Combining Intermittent Fasting & Diets?

Intermittent fasting can be done with any diet – just plan your meals according to your chosen intermittent fasting method.

Here are some guidelines for popular diets.

Intermittent Fasting on a Low-Carb Diet

Popular low-carb diets include Atkins, keto, paleo, and whole30.

Incorporating intermittent fasting into a low-carb diet isn’t difficult. 

Step 1: Choose your low-carb diet.

Step 2: Do your low-carb diet for a few weeks until you’re comfortable with it.

Step 3: Choose your intermittent fasting method.

Step 4: Incorporate your method into your diet.

The most popular form of fasting on a low-carb diet is to do the 16/8 method.

The challenge you’ll face on a low-carb diet is hunger. This sounds like a huge negative, but it can be corrected. 

Low-carb diets involve eating very filling foods, this prevents hunger for long periods of time.

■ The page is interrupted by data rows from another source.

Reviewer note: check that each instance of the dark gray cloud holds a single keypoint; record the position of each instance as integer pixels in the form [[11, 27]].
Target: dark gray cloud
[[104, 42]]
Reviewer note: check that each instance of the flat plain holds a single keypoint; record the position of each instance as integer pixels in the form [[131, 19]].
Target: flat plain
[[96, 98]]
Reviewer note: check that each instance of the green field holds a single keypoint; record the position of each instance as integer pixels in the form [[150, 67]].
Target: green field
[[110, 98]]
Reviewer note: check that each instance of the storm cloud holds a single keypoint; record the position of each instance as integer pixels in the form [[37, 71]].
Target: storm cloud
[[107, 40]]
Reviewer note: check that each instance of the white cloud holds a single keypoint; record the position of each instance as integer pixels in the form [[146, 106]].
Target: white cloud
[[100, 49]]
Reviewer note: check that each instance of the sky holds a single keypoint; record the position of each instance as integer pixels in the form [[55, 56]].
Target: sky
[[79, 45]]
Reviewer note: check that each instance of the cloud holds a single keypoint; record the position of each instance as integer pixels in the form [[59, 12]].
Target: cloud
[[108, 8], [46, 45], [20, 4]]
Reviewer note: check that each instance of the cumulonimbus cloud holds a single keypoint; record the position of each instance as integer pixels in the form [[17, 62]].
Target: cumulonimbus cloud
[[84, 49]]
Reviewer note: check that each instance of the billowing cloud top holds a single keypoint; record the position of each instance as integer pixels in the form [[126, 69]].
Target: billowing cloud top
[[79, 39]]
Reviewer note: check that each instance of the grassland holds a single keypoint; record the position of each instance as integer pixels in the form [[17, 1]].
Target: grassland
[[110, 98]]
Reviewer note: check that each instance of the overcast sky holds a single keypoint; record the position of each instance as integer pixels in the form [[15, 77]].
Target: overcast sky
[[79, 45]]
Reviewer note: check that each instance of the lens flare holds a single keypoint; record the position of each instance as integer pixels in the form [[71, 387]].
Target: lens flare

The problem is that you may not eat enough during your non-fast time. This will lead to hunger during your fasted times.

The solution is to make sure that you eat close to the end of your non-fast time.

It is extremely popular for people to do the keto diet and intermittent fasting together. So popular, that I have an entire post dedicated solely to that. For more information on Keto and intermittent fasting, check out Intermittent Fasting with Keto.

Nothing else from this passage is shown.